RIYADH: The opening session on the second day of the Misk Global Forum began with a brain teaser – how many golf balls can you fit in a school bus? – as part of a job interview, but not just with any applicant.

Dr. Ahmad Belhoul Al-Falasi, the UAE’s Minister of State for Higher Education and Advanced Skills, talked about higher learning and his career in the format of a job interview, conducted by moderator Razan Alayed, an advisor to the Education and Human Resources Council in the UAE.

Al-Falasi said he was surprised that even though he went to very good schools and had a PhD in engineering, he got rejected when applying to many companies because they said he was overqualified. He realized he was underqualified in consulting, so he started to work on that. His learning? “People appreciated the skills I had, not my education.”  

Still, Al-Falasi said it’s important to have a specialization in higher education. “You need a core major. Academic background is still important.”  

To be successful, he said a person needs to be confident and passionate, and that it’s important to have skills of negotiation and articulation.

“I’m not the smartest person,” he said, rather modestly. “If I have to pick one skill, it will be my capacity to adapt.”

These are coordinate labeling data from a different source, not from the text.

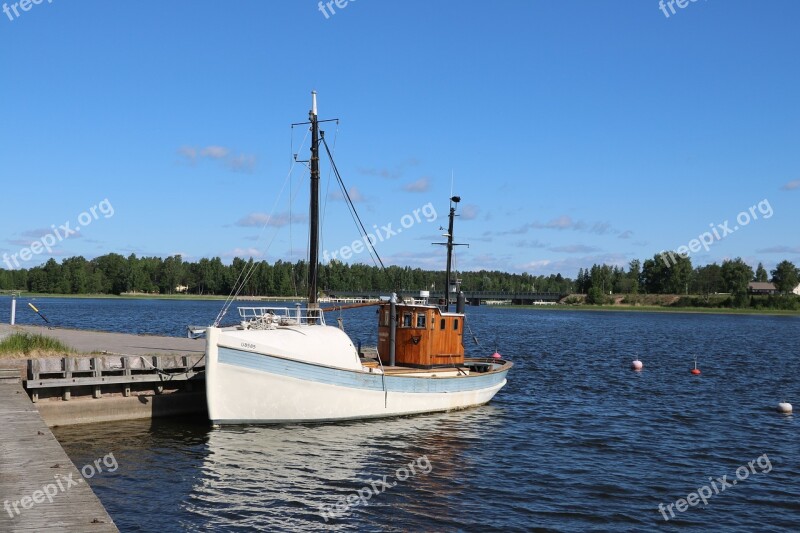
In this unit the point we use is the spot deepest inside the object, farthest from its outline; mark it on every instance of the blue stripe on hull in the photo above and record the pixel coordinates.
(353, 379)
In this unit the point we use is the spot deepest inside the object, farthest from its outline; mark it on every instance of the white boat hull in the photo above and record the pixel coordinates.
(246, 387)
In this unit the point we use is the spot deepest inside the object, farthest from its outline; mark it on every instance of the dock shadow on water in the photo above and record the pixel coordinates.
(184, 475)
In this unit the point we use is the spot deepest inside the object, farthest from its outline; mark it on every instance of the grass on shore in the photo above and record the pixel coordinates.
(22, 345)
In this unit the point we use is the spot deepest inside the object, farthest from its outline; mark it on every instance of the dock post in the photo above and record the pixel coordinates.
(392, 328)
(13, 308)
(69, 365)
(157, 365)
(98, 373)
(33, 374)
(126, 366)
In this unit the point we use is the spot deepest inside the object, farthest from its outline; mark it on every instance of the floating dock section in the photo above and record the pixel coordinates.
(40, 489)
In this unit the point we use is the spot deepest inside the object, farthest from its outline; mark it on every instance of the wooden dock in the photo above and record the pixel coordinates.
(32, 463)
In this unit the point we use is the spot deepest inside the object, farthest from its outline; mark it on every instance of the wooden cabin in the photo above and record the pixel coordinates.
(425, 336)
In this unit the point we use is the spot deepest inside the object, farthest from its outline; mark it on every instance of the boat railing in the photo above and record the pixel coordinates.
(272, 317)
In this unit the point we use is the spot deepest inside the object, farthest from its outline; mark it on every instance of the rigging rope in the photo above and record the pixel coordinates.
(248, 271)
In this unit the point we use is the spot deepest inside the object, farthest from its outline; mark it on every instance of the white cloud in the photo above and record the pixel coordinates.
(263, 219)
(355, 195)
(421, 185)
(469, 212)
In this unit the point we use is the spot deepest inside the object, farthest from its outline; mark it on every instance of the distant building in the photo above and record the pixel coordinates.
(761, 287)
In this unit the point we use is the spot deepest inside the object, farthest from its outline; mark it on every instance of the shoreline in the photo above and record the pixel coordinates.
(656, 309)
(140, 296)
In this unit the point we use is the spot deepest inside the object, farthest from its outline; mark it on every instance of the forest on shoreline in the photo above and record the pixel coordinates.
(714, 285)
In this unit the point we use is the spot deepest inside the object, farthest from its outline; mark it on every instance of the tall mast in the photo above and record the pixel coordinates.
(313, 259)
(448, 279)
(445, 306)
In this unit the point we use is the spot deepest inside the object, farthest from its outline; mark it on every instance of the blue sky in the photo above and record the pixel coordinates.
(577, 132)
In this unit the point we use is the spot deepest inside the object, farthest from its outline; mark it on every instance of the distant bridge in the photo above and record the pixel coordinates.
(473, 297)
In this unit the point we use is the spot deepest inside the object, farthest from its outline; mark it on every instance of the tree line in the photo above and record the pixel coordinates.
(670, 273)
(115, 274)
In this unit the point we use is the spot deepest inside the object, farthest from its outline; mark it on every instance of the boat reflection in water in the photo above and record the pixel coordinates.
(292, 477)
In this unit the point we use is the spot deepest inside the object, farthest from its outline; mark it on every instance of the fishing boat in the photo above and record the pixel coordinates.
(286, 365)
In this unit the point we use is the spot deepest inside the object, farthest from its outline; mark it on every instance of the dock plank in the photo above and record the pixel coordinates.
(30, 459)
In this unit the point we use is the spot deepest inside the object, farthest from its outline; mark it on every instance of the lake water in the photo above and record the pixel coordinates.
(575, 442)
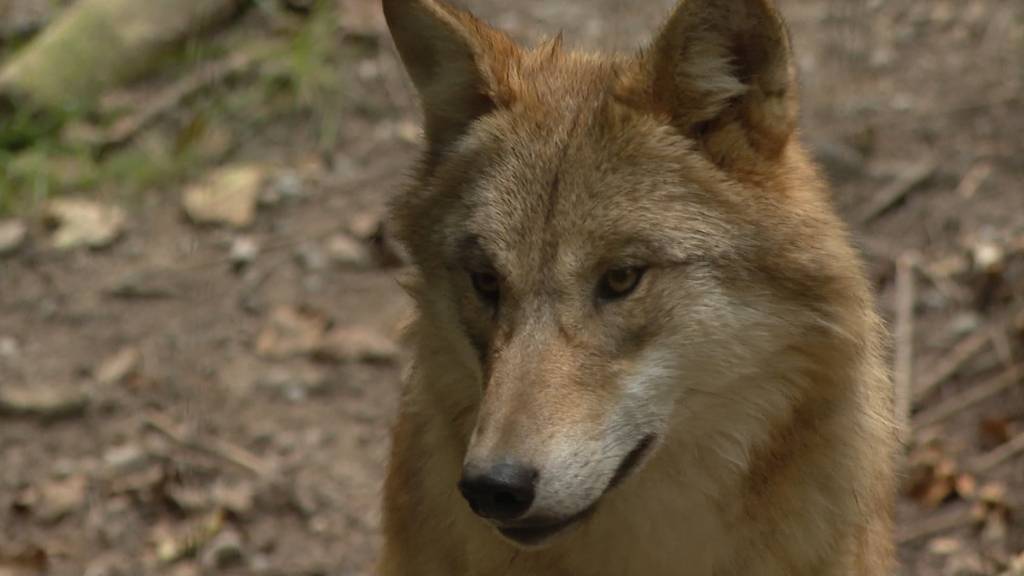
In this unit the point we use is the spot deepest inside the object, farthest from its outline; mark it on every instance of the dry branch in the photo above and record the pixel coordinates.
(903, 373)
(968, 398)
(97, 44)
(936, 525)
(219, 449)
(964, 352)
(1004, 453)
(174, 95)
(898, 190)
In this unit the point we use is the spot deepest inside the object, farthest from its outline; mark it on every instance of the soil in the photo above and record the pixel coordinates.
(211, 454)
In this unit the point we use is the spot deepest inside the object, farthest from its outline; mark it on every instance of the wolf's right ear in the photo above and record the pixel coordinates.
(723, 72)
(459, 65)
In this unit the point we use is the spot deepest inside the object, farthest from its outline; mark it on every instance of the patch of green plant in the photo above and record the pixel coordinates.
(311, 72)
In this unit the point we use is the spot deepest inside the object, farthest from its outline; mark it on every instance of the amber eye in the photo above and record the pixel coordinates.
(619, 283)
(486, 285)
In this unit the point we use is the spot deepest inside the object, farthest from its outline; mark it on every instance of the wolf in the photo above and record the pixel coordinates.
(644, 343)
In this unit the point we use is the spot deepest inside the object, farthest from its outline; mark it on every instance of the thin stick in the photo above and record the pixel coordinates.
(936, 525)
(964, 352)
(966, 399)
(211, 447)
(904, 337)
(127, 128)
(898, 190)
(991, 459)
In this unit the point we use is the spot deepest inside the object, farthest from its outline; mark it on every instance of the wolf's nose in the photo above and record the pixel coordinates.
(503, 492)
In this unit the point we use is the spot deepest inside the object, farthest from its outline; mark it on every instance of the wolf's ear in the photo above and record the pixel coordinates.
(722, 71)
(459, 65)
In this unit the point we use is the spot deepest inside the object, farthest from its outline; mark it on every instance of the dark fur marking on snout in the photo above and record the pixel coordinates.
(631, 460)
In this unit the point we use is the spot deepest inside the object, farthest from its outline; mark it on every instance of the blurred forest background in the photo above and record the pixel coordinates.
(198, 304)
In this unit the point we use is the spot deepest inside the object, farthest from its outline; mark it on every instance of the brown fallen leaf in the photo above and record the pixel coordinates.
(345, 344)
(228, 196)
(81, 222)
(993, 432)
(932, 477)
(30, 561)
(289, 332)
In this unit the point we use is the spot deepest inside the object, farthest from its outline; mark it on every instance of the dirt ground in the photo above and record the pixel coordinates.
(175, 405)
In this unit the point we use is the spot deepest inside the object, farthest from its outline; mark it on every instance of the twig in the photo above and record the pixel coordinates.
(936, 525)
(171, 97)
(211, 447)
(898, 190)
(1005, 452)
(904, 337)
(964, 352)
(968, 398)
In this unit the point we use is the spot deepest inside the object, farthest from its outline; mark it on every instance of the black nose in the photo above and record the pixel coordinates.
(503, 492)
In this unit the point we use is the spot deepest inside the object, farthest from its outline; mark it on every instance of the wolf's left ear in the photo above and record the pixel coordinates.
(459, 65)
(722, 71)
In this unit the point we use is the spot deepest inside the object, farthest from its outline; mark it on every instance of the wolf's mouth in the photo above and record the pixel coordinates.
(536, 532)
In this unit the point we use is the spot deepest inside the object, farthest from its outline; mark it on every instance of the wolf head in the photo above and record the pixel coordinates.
(615, 253)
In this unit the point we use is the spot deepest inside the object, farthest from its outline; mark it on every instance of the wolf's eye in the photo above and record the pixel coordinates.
(619, 283)
(486, 285)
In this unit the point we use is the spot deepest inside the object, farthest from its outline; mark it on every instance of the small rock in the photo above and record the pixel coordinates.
(225, 197)
(12, 235)
(225, 550)
(409, 131)
(988, 257)
(57, 499)
(84, 222)
(969, 564)
(348, 252)
(294, 382)
(365, 225)
(289, 186)
(9, 347)
(107, 565)
(244, 251)
(310, 257)
(236, 498)
(290, 332)
(125, 459)
(28, 561)
(118, 368)
(44, 402)
(357, 344)
(944, 546)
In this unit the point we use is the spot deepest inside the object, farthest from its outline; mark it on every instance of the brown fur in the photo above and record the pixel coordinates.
(750, 348)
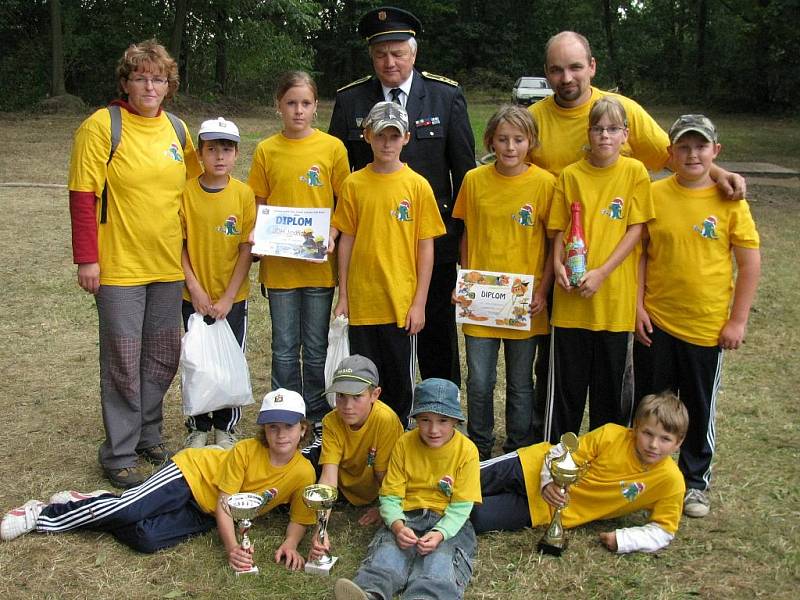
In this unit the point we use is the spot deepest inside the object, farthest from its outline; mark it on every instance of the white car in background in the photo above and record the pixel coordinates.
(528, 90)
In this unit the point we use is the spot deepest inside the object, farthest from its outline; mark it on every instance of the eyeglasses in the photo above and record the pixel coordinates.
(612, 130)
(144, 81)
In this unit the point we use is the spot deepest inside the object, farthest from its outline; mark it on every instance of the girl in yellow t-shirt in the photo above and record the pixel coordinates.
(299, 167)
(189, 495)
(504, 208)
(593, 321)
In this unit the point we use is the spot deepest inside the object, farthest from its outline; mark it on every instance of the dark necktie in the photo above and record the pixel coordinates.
(395, 94)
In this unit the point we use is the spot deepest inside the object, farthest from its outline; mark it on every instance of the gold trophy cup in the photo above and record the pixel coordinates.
(320, 497)
(565, 472)
(243, 508)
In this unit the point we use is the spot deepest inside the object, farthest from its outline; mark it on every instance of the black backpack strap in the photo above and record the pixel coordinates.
(180, 131)
(116, 135)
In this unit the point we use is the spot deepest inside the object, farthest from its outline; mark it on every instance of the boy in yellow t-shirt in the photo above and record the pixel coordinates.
(357, 439)
(628, 470)
(218, 214)
(685, 287)
(431, 486)
(593, 321)
(188, 495)
(388, 218)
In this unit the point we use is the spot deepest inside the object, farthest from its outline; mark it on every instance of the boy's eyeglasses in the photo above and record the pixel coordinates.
(144, 81)
(612, 130)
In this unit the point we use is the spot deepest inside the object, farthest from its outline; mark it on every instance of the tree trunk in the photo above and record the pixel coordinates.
(608, 25)
(700, 63)
(57, 87)
(175, 40)
(221, 65)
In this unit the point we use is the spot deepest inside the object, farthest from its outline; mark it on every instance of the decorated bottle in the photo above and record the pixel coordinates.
(575, 247)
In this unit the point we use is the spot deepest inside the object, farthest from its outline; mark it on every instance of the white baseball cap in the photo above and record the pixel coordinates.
(219, 129)
(282, 406)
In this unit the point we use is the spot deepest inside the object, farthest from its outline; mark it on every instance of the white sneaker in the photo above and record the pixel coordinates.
(21, 520)
(225, 439)
(344, 589)
(196, 439)
(73, 496)
(696, 503)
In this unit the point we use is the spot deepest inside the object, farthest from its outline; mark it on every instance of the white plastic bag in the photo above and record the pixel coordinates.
(214, 370)
(338, 350)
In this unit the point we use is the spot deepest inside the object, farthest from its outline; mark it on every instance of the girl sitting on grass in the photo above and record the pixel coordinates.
(189, 495)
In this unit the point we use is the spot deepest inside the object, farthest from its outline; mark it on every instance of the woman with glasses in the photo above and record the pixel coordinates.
(127, 239)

Al-Falasi said technology is helping education evolve: “Today with technology, you can have access to the best classes in the world. Data is also important, many say. A lot of technology is built on understanding.”  

At the end of his interview, when Al-Falasi was asked about his salary expectation. Without pause, he said if it’s for a job at Misk, the figure doesn’t matter.

“We all feel very passionate and positive today, especially with what’s happening in Misk,” he said. “All eyes are on Saudi Arabia today.”